Freed, Abby ran and without hesitation jumped into the portal's spinning eye just as Erin unsnagged the cable. Propelled by the vortex's suction and his own insane fury, Ghost Rowan dove into the portal right behind her.

Patty, Holtzmann, and Erin stood there in shock and disbelief as Ghost Rowan vanished. They were both gone. Forever. Erin took a step forward, suddenly choked up and at a loss for words.

“Abby—” she said. Then …

No way. Not like this.

Picking up the end of the cable, she charged toward the portal. As she ran she tied it around her waist, cinching the knot tight as she leapt off the sidewalk, legs driving for distance like an Olympic long jumper. She fell through the portal opening headfirst.
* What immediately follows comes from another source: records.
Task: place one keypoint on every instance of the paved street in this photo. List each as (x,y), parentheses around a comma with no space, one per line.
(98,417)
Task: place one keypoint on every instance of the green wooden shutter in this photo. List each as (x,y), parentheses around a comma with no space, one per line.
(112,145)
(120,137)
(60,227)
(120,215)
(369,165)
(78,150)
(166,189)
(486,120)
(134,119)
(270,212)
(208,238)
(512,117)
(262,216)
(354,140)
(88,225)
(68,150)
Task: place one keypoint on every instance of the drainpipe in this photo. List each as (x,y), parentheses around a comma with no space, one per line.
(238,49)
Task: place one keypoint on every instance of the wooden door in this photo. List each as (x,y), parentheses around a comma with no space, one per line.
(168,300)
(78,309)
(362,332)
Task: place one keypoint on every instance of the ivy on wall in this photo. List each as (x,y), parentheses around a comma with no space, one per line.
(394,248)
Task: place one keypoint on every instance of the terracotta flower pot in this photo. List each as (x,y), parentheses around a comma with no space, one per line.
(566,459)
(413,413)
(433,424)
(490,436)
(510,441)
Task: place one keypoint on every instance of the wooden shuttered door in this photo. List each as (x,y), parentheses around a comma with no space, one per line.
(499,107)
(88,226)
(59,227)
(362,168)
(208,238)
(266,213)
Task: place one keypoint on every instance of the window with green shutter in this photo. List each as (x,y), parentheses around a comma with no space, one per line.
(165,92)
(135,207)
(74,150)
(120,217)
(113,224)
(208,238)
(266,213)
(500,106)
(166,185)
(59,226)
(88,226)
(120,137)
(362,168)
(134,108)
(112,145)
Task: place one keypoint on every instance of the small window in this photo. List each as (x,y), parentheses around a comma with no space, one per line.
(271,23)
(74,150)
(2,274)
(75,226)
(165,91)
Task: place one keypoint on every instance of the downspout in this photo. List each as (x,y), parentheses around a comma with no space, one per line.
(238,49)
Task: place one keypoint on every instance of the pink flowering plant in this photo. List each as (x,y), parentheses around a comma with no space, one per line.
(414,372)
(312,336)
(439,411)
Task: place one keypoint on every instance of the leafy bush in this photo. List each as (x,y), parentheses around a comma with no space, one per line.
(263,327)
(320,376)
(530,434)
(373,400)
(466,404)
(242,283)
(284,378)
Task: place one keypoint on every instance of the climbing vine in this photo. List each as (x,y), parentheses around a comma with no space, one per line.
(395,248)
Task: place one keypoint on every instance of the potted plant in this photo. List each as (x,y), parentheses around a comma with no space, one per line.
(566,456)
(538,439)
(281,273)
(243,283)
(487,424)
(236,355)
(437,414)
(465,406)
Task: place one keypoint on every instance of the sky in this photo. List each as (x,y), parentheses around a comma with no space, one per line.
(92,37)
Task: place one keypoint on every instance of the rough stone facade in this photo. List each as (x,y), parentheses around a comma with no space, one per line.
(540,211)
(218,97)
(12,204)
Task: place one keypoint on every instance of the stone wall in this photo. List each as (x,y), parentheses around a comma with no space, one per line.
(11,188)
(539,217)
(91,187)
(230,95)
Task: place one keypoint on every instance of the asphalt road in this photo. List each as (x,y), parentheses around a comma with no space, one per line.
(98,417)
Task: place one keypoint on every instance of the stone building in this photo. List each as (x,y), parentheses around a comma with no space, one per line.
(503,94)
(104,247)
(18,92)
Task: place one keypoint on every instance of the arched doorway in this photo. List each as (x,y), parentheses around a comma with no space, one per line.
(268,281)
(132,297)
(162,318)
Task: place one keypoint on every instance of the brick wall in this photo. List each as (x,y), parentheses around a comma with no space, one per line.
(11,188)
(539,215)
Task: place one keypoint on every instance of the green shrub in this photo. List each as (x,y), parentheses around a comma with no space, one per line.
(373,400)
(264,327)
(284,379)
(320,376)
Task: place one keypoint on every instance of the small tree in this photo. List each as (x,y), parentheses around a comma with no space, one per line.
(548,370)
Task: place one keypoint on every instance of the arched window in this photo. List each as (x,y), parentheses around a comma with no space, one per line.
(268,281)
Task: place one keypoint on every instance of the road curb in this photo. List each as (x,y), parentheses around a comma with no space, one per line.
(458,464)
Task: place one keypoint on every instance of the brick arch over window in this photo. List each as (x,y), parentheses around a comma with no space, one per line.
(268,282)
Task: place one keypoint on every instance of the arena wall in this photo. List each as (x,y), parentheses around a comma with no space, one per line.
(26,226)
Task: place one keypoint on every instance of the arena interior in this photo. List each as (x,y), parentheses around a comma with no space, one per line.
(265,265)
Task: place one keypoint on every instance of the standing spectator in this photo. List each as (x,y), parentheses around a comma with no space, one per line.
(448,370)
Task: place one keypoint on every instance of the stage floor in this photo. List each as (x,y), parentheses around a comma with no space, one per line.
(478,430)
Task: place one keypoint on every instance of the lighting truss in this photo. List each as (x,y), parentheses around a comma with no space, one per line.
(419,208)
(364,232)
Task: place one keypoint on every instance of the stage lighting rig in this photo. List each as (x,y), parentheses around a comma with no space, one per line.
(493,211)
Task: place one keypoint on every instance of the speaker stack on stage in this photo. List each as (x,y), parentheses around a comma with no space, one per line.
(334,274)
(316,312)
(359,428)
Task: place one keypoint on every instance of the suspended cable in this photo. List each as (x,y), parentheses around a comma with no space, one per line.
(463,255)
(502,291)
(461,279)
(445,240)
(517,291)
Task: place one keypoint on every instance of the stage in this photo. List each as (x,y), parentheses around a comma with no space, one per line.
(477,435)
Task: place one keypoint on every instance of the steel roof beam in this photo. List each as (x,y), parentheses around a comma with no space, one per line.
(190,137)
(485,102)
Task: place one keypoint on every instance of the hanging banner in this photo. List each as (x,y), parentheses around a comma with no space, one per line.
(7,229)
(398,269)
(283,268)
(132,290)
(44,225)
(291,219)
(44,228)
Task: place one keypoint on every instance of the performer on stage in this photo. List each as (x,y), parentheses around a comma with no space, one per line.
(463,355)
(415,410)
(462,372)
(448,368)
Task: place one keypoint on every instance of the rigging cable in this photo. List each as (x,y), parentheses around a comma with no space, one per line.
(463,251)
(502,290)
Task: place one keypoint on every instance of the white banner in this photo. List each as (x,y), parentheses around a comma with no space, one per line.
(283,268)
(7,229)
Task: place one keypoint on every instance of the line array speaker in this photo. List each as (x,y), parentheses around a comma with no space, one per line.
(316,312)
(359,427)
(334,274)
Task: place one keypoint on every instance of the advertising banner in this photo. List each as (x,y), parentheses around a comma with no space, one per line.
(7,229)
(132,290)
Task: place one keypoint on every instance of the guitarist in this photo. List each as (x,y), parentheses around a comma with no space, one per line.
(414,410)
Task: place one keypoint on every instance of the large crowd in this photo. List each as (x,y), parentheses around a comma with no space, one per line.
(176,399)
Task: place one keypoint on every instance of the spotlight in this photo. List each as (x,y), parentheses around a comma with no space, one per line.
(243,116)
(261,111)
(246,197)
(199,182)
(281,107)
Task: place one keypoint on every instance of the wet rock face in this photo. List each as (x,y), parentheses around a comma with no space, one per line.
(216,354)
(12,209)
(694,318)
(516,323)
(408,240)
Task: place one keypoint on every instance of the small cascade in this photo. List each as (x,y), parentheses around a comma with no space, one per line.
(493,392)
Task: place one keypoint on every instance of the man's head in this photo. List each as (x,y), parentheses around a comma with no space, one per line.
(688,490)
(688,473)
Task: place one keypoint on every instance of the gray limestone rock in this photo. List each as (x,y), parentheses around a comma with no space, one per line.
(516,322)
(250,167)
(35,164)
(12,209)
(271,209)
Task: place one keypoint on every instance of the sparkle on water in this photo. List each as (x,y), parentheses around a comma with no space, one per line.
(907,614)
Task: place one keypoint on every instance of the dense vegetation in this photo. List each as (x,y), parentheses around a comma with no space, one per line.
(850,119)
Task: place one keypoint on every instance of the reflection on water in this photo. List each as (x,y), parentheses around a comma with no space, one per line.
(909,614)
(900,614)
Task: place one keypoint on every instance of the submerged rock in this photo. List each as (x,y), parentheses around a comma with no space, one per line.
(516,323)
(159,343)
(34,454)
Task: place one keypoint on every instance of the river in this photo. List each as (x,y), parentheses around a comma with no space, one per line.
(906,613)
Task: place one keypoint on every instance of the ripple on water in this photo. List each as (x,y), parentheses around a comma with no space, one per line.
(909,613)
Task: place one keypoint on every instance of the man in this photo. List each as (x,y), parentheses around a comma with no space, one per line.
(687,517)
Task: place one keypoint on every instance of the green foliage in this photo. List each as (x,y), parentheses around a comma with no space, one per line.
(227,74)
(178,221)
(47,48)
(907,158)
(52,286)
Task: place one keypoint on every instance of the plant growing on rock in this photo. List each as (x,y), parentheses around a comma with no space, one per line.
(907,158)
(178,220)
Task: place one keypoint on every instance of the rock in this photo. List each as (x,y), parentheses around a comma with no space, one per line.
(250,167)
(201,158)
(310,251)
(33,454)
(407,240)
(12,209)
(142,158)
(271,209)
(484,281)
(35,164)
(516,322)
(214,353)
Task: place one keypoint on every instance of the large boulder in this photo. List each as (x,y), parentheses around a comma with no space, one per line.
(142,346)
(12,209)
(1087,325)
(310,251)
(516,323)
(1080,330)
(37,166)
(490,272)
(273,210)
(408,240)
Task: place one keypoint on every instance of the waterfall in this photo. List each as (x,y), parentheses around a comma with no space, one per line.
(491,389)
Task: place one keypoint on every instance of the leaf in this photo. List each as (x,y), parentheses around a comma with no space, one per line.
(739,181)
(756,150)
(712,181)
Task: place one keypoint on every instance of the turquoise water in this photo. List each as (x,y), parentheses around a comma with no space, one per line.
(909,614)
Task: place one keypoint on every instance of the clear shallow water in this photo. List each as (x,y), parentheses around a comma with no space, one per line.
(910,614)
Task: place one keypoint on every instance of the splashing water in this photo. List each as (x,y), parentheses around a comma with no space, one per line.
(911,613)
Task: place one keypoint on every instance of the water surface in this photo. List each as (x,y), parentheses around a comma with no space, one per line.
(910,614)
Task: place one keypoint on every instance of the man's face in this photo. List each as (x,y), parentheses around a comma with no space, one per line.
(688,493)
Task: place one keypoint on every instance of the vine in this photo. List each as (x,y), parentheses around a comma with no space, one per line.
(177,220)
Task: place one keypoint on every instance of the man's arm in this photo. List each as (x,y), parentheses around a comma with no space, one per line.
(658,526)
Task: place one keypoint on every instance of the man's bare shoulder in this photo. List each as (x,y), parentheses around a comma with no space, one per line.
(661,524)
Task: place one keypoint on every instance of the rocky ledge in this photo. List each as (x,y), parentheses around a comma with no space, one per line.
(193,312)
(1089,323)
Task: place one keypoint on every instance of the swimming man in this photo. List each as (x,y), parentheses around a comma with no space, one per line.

“Erin!” Patty cried in horror as the portal's spinning slowed and it finally began to close.

Its final blast of unearthly light and sound knocked the two surviving Ghostbusters off their feet. Overhead, the dark clouds faded and daylight returned. It was over.

They sat up and watched smoke rise from the sealed portal; it grew thicker and thicker, obscuring their view. Neither of them could speak. Then,
shooomp!
As if they had been shot out of a cannon, Erin and Abby burst from the portal and crashed to the ground.

Holtzmann and Patty ran over to help them. Both were covered in ectoplasm and looked bewildered. Also, their hair had turned stark white.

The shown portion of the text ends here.